How can I start Windows system drivers on the fly?

IT administrators are often tasked with managing the Windows operating system and its various components. One of the most important tasks is making sure that all of the necessary drivers are installed and running correctly. Unfortunately, sometimes a driver may fail to start or become corrupted, and it can be difficult to get it running again. In these situations, it's often necessary to start the driver on the fly.

The first step in starting a Windows system driver on the fly is to identify the driver that needs to be started. This can be done by looking in the Device Manager or by using a third-party tool such as DriverView. Once the driver has been identified, it can be started by using the Start command in the Command Prompt. This command will take the form of “start DriverName”, where DriverName is the name of the driver that needs to be started.

Once the Start command has been executed, the driver will start. However, it is important to note that this will only start the driver temporarily and it will not persist after a reboot. To ensure that the driver is always running, it must be added to the Windows registry. To do this, the registry key “HKEY_LOCAL_MACHINE\\SYSTEM\\CurrentControlSet\\Services\\DriverName” must be created. Once the key has been created, the DWORD value “Start” must be set to “3”. This will ensure that the driver will always start when the system is booted.
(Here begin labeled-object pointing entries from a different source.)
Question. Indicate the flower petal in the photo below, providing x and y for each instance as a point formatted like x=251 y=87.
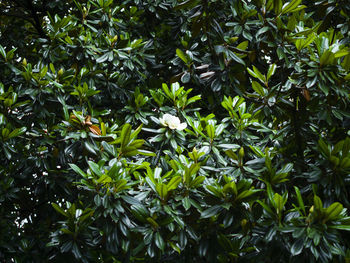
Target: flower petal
x=182 y=126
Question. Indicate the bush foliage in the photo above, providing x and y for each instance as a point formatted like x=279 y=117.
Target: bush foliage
x=174 y=131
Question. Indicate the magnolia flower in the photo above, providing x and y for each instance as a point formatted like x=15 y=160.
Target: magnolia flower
x=172 y=122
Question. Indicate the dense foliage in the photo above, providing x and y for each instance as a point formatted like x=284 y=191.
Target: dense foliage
x=174 y=131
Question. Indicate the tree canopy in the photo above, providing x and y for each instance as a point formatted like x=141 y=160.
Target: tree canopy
x=174 y=131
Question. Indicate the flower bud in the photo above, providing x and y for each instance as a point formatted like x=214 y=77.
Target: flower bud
x=60 y=72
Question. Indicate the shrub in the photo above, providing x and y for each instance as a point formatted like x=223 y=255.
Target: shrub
x=174 y=131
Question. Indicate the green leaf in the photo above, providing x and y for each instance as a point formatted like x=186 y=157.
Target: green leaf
x=125 y=135
x=300 y=199
x=95 y=168
x=159 y=241
x=17 y=132
x=333 y=211
x=162 y=190
x=59 y=209
x=258 y=88
x=290 y=6
x=318 y=203
x=2 y=52
x=181 y=55
x=271 y=71
x=297 y=247
x=212 y=211
x=174 y=182
x=197 y=181
x=78 y=170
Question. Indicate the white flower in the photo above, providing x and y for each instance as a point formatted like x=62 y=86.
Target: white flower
x=172 y=122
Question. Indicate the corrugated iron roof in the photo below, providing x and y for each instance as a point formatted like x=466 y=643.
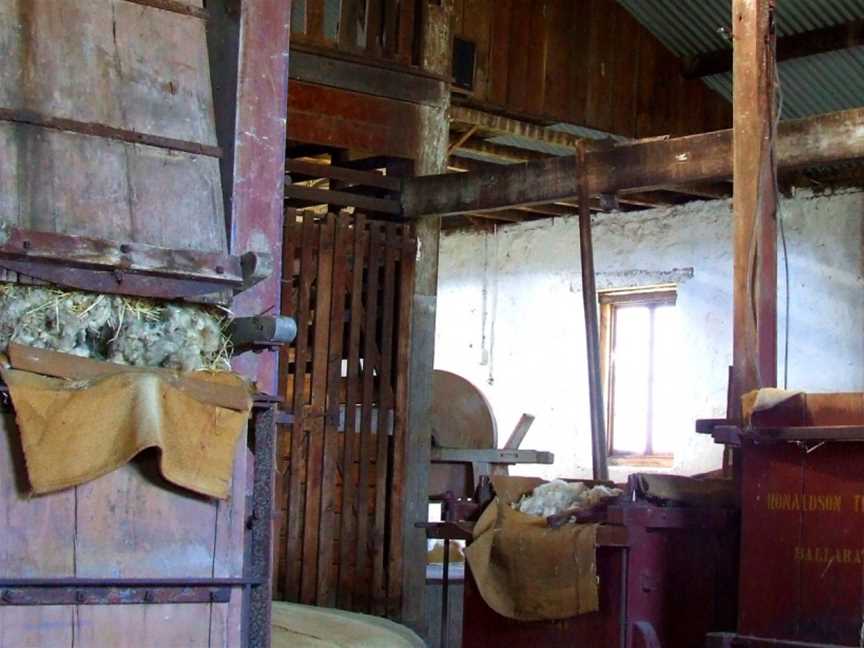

It is also important to note that starting a driver on the fly can cause problems with other drivers and applications that are dependent on it. As such, it should only be done as a last resort and with caution. If the driver is not absolutely necessary, it is generally better to simply uninstall it and reinstall it later.

Overall, starting a Windows system driver on the fly can be a useful tool for IT administrators. It can be used to quickly and easily get a driver up and running when it is not starting correctly or has become corrupted. However, it should only be done as a last resort and with caution, as it can cause other problems. By understanding the steps involved and following the instructions outlined above, IT administrators can easily start a Windows system driver on the fly.